Weapons Complex Monitor Vol. 37 No. 27
Visit Archives | Return to Issue
PDF
Weapons Complex Monitor
Article 1 of 8
July 09, 2026

EM-1 Walsh wants greater “urgency” on state grout permit for Hanford

By Wayne Barber

The head of the Department of Energy’s Office of Environmental Management, Tim Walsh, recently wrote the director of Washington state’s Department of Ecology to stress “the urgency” DOE places on state approval of grouting some of Hanford Site’s less-radioactive waste.

DOE appreciates Washington state’s “willingness to consider our proposed ‘glass-plus-grout’ strategy” for the 200 East Area at Hanford, Walsh said in the June 26 letter to Washington Ecology Director Casey Sixkiller.

“It is apparent that we did not convey the urgency of the permit requirement to allow grouting of excess treated liquid in Tank AP-106,” DOE’s assistant secretary for environmental management (EM-1) wrote to Sixkiller.

“I would like to meet with you at your earliest convenience,” to discuss the situation, Walsh said. Today AP-106, which is one of the Hanford Site’s eight double-shell tanks at the AP Tank Farm, is 96% full of pre-treated waste. 

““Every month that we wait to start grouting, liquid waste in single-shell tanks poses a hazard to people and the environment,” Walsh went on to say. 
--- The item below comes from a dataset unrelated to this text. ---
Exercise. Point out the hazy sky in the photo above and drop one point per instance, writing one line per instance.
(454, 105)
The Walsh letter comes about a month after Sixkiller wrote DOE saying he was not opposed to grout but wants the focus to stay on converting Hanford’s liquid radioactive tank waste into a glass form at the multi-billion-dollar Waste Treatment Plant. 
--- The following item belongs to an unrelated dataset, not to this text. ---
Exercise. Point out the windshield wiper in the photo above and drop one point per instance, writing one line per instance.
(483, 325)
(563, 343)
“This letter does not change the concerns we shared from our initial letter to Energy on May 22,” an Ecology spokesperson said in a late Wednesday email reply to Exchange Monitor. “We have not received a permit modification request on this new initiative. It’s highly unusual that Energy is publishing opinion pieces and pushing for approval on a new initiative they haven’t yet sent our agency a detailed plan or permit application for.”

The Ecology statement referred to DOE’s desire to “divert” pretreated waste away from the Waste Treatment Plant and grout it instead. The state agency spokesperson declined comment on the status of any planned meetings. 

Walsh said the glass-making plant cannot yet keep up with the need.

The supply of pre-treated waste can either be “vitrified” — or converted into a solid-glass form at the Direct-Feed-Low-Activity Waste Facilities (DFLAW) at Hanford’s Waste Treatment Plant — or it could be “grouted and shipped out of state for disposal” Walsh said in the June letter.

“Unfortunately, DFLAW is still going through startup issues and cannot keep up with vitrifying the available pre-treated waste stream from AP-106,” Walsh said in the letter. It might take another 12-to-18 months before DFLAW is fully operational, said the Environmental Management boss.

DOE uses the Tank Side Cesium Removal (TSCR) project to extract most of the cesium and strontium from the waste that comes out of old single-shell underground tanks, some of which have leaked in the past. The pre-treated waste goes into AP-106 prior to solidification.

But the TSCR throughput is roughly 100,000 gallons per month while the DLFAW is currently only solidifying 20,000 gallons per month, Walsh wrote. DOE recently surpassed solidification of 115,000 gallons of the less radioactive waste since DFLAW started operations in October 2025. “DOE is not satisfied with the pace of progress,” Walsh said.

As of February 2026, 1.2 million gallons of tank waste had been pre-treated via the TSRC system, Walsh wrote. So, unless DOE can soon start grouting some of the waste, DFLAW will not be able to keep up with the pretreated waste that is being created and as a result the emptying of old single-shell tanks could slow to a crawl.

By the end of 2027, DOE plans to replace TSCR with a larger-scale pre-treatment setup, the Advanced Modular Prestreatment System. Once the new, bigger system goes online, the pretreated waste capacity will outstrip DFLAW’S designed capacity by 130,000 gallons monthly, Walsh said.